Dans un ouvrage
intitulé Pourquoi s’engager ?
(Bénévoles et militants dans les associations de solidarité) (Payot, Paris,
2005, 212 p.), Bénédicte HAVARD-DUCLOS et Sandrine NICOURD ont présenté une
analyse particulièrement utile, comme le montrent les pages citées ci-après.
L’engagement pour les autres est apprécié par les
citoyens (p. 99). En effet, il donne du
sens à la vie, malgré les difficultés du moment et les injustices passées
(p. 113).
Encore faut-il que
les structures associatives qui souhaitent bénéficier de la mobilisation des
citoyens acceptent que la pertinence de leurs propositions soit vérifiée.
Les volontaires
veulent défendre des valeurs. Dès lors, leur devoir est d’adopter le
comportement qui permettra le mieux d’atteindre les objectifs visés. Cela
implique une comparaison des diverses possibilités disponibles et donc une
forme de concurrence entre plusieurs chemins éventuels.
Or, cette idée d’être
soumis à la critique et à la concurrence est insupportable pour les potentats
en place. Du coup, ils finissent par se recroqueviller sur des proclamations
grandiloquentes totalement détachées des performances effectives. Cela conduit
à une défiance des médias à l’égard
de l’engagement (p. 186) et à un désenchantement
des militants associatifs (p. 193) qui changent fréquemment de structures parce
qu’ils recherchent un mode d’action plus efficace ailleurs.
La question est donc
simple. Laissera-t-on les féodalités
regretter les temps où les participants aux démarches collectives étaient
dociles et peu mobiles (p. 174) ? Contraindra-t-on plutôt les
potentats à accepter de faire leurs preuves et à être en permanence soumis au
regard de citoyens autonomes qui, pour
trouver mieux, doivent savoir voter avec
leurs pieds ?
Deux visions du monde
s’opposent donc dans le milieu de l’engagement. D’un côté, des individus manipulés sont aveuglément
dévoués à un appareil qui leur promet monts et merveilles. De l’autre, des militants affranchis évaluent
constamment l’opportunité de leur parcours au regard des buts qu’ils
poursuivent (p. 189).
L’enjeu est donc
clair. Merci à Bénédicte HAVARD DUCLOS et Sandrine NICOURD qui l’on posé dès
2005. Hélas, il a fallu attendre longtemps pour que la dangerosité de l’assujettissement
individuel soit mieux perçue en France, et encore…
Des individus qui
recherchent un sens à leur vie parce que le monde ne les satisfait pas, mais
qui, dans le même temps, sont dénués de tout esprit critique, présentent un
risque social majeur, car ils sont vulnérables face aux emprises sectaires. Si le phénomène devient massif, c’est vers l’obscurantisme
que se dirigent des franges entières de la société.
Avant de se comporter
avec arrivisme, les permanents associatifs qui reformulent les enjeux autour de leurs propres intérêts (p. 142)
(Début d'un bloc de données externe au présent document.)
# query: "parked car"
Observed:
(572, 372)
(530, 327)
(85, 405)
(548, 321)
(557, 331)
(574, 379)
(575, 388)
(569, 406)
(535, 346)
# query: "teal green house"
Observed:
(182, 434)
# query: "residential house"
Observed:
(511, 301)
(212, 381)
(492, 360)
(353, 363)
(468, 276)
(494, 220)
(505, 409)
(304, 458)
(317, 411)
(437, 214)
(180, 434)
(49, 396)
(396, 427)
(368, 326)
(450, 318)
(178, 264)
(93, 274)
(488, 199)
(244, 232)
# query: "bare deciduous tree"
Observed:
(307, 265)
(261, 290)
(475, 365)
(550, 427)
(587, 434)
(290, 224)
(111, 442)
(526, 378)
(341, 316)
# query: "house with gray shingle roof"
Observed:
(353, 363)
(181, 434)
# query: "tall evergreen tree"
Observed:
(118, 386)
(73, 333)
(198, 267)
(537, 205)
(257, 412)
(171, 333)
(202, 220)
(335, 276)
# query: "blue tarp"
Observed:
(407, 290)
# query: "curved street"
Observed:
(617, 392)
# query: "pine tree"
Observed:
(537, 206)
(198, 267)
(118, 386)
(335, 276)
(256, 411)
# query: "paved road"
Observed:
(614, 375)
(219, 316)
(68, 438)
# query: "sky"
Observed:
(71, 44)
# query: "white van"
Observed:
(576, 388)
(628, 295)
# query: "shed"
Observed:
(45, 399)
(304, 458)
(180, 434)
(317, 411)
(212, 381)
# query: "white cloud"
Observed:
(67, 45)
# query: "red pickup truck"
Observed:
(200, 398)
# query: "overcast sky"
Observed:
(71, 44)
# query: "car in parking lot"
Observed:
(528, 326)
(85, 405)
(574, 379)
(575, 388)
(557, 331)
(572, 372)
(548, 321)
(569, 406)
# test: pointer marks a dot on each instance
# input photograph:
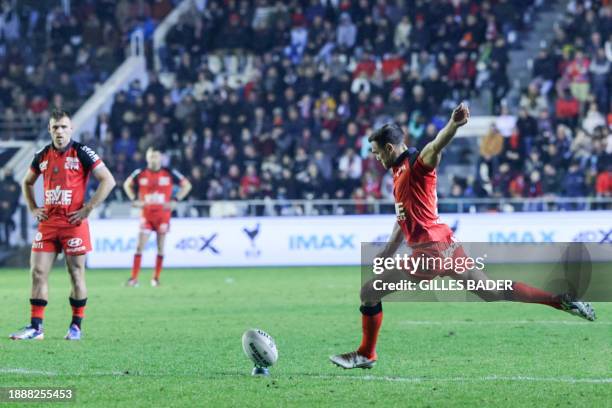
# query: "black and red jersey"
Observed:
(155, 187)
(416, 200)
(65, 174)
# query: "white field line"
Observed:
(499, 378)
(488, 378)
(502, 322)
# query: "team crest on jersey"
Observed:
(400, 211)
(58, 197)
(72, 163)
(92, 155)
(155, 198)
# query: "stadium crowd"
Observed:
(291, 121)
(276, 99)
(560, 140)
(54, 53)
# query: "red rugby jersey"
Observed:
(65, 174)
(155, 188)
(416, 200)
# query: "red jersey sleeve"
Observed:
(88, 158)
(35, 166)
(134, 175)
(177, 176)
(421, 168)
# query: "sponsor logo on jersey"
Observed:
(74, 242)
(76, 249)
(37, 244)
(400, 211)
(72, 163)
(154, 198)
(58, 197)
(92, 155)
seraient mieux avisés de s’interroger. Les combats pour des valeurs qui
permettent d’accéder à un progrès sont essentiels parce qu’ils offrent une
perspective à ceux que l’injustice révolte. Détourner ces combats revient à
priver d’espoir les mécontents. Ces derniers se laissent alors happer par des
marchands de rêves qui promettent une société simple, ordonnée et stable où les
élus auront leur place et où les méchants seront péremptoirement punis.
Quand la croissance
économique offre à chacun une perspective d’amélioration de son niveau de vie, ces
tentations sont plus faibles. A l’inverse, dans des temps où les défis économiques
et environnementaux à relever seront croissants, le risque sectaire devient
omniprésent.
La captation par des irresponsables
des ressources civiques liées à la défense de valeurs essentielles devient alors
particulièrement condamnable. Car la volonté
d’engagement des citoyens est une ressource
rare qu’il convient de respecter et non de gaspiller pour semer le dégoût
et le désespoir.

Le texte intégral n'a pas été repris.